TERRORISME. La petite ville de Palma, dans le Nord, est tombée aux mains des djihadistes du groupe Al-Shebab, après plusieurs jours d’affrontements avec l’armée.
Mercredi, les groupes armés ont lancé une attaque d’envergure contre Palma, simultanément sur trois fronts, le jour même où Total annonçait la reprise des travaux du site d’exploitation gazière, censé être opérationnel en 2024. La ville est tombée entre leurs mains samedi, après trois jours de combats. Le nombre de victimes parmi les civils et les combattants reste inconnu. Le gouvernement mozambicain a confirmé dimanche soir qu’au moins sept personnes ont été tuées dans une embuscade vendredi, en tentant de s’échapper d’un hôtel où elles s’étaient retranchées. Et des « dizaines » d’autres lors de l’attaque initiale mercredi. Des témoins ont raconté à l’ONG Human Rights Watch qu’ils ont tiré « tous azimuts sur les gens et les bâtiments », laissant une traînée de corps dans les rues.

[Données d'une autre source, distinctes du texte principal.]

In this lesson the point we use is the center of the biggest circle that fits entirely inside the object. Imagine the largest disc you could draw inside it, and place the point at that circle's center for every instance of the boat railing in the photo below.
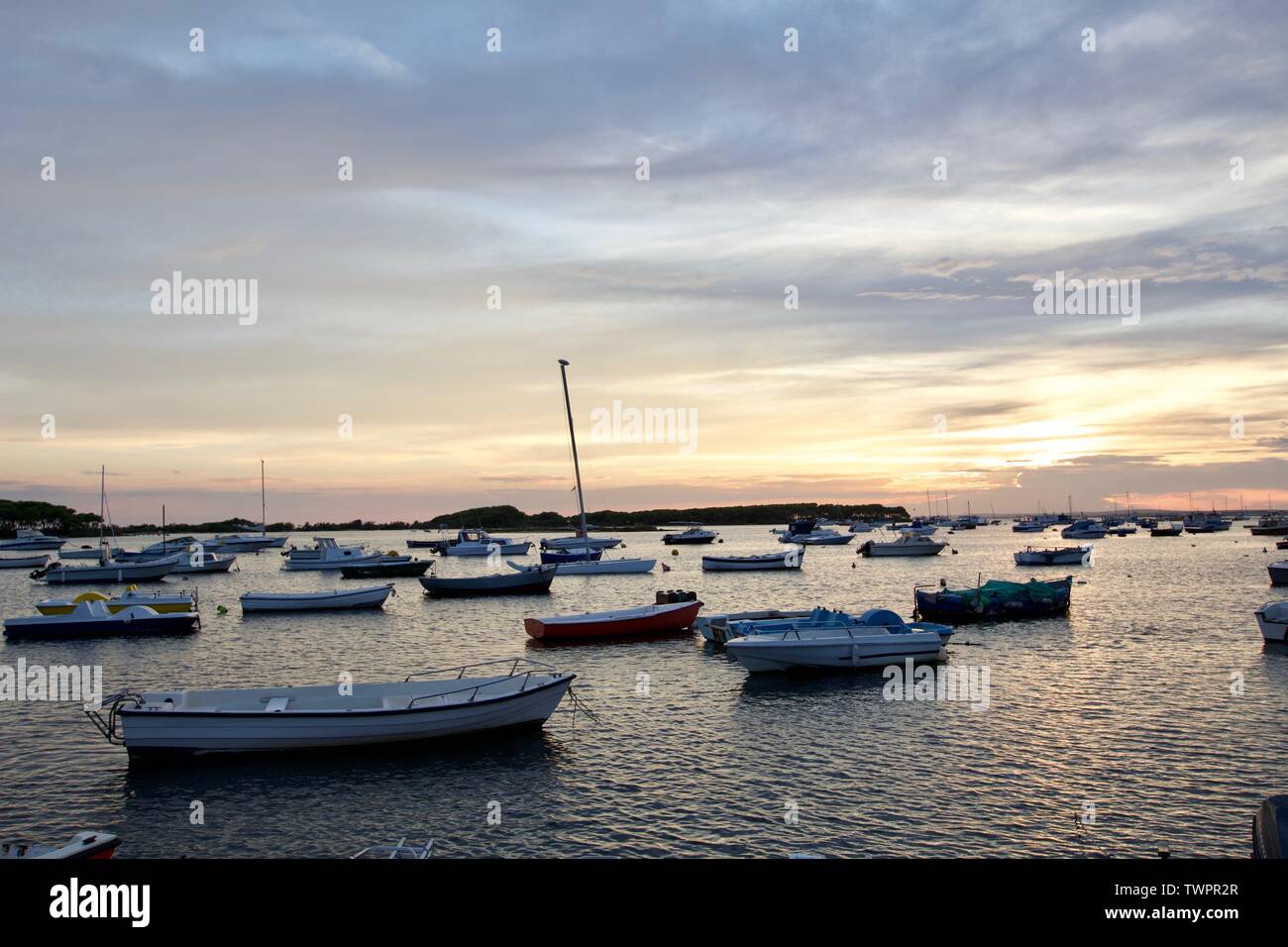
(537, 668)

Un bilan incertain, des milliers d’habitants en fuite
L’urgence est partout et ce lundi 29 mars, plusieurs agences de l’ONU se sont réunies dans la matinée pour coordonner leurs efforts et organiser le transport vers des zones sûres de milliers de civils ayant fui la ville pour se réfugier dans les forêts et plages environnantes. Mais aussi, en masse, vers le site gazier piloté par Total. Selon une source participant aux opérations d’évacuation, il y aurait entre 6 000 et 10 000 personnes réfugiées à l’intérieur du site ou demandant à l’être, une situation compliquée à gérer d’autant que les travaux de la construction du site gazier, censé être opérationnel en 2024, sont à l’arrêt depuis plusieurs mois. Donc peu de personnel présent et vraisemblablement peu de ressources pour gérer une présence aussi importante.
Terrorisme : l’Afrique australe face au défi djihadiste
Qui sont les Shebabs qui terrorisent le nord du Mozambique ?
Tout a commencé en octobre 2017. Ce jour-là, une trentaine d’hommes armés lancent un raid à l’aube contre trois postes de police à Mocimboa da Praia, ville portuaire de la province de Cabo Delgado, frontalière de la Tanzanie, et à majorité musulmane. « On a pensé qu’ils voulaient libérer leurs camarades accusés d’appartenir à une secte religieuse radicale appelant la population à désobéir aux lois », racontait fin 2020 à l’AFP un imam qui tient à son anonymat. C’est en réalité le début d’une sanglante guérilla djihadiste qui continue à ravager la province, forçant à ce jour plus de 670 000 personnes à quitter leur foyer, selon l’ONU, et faisant au moins 2 600 morts, dont plus de la moitié de civils, selon l’ONG Acled.
Le mouvement serait né vers 2007, autour d’un groupe baptisé Ansaru-Sunna, qui construit de nouvelles mosquées adoptant un islam rigoriste, selon Éric Morier-Genoud, professeur d’histoire africaine à Belfast. Les autorités locales sous-estiment alors leur capacité de nuisance, qui se nourrit aussi des déçus de l’exportation gazière offshore, qui avant même d’avoir commencé, chasse des habitants de leurs villages et de leurs zones de pêche.
Aujourd’hui, la péninsule d’Afungi, centre névralgique des installations gazières qui représentent l’un des plus gros investissements en Afrique et auquel participe notamment le groupe français Total. Les dirigeants de ces rebelles, surnommés localement « al-shebab », restent un mystère. Mais ils ont fait allégeance au groupe État islamique en 2019. Ils ont incendié de nombreux villages, après les avoir pillés, et pratiquent la décapitation à grande échelle pour terroriser la population. Ils enlèvent aussi jeunes gens et femmes pour grossir leurs rangs. Ils contrôlent une bonne partie de la zone côtière, y compris le port de Mocimboa da Praia, pris en août 2020.
Faiblement équipée et peu entraînée, l’armée a d’abord semblé dépassée, dans ce pays d’Afrique australe indépendant du Portugal depuis 1975. Le Mozambique a réussi sa transition démocratique il y a près de 30 ans, à l’issue d’une longue et sanglante guerre civile qui a duré une quinzaine d’années et fait un million de morts, jusqu’à un accord de paix en 1992. Des milliers de soldats ont toutefois été déployés, aboutissant à une accalmie ces derniers mois, attribuée par les autorités à la réplique militaire.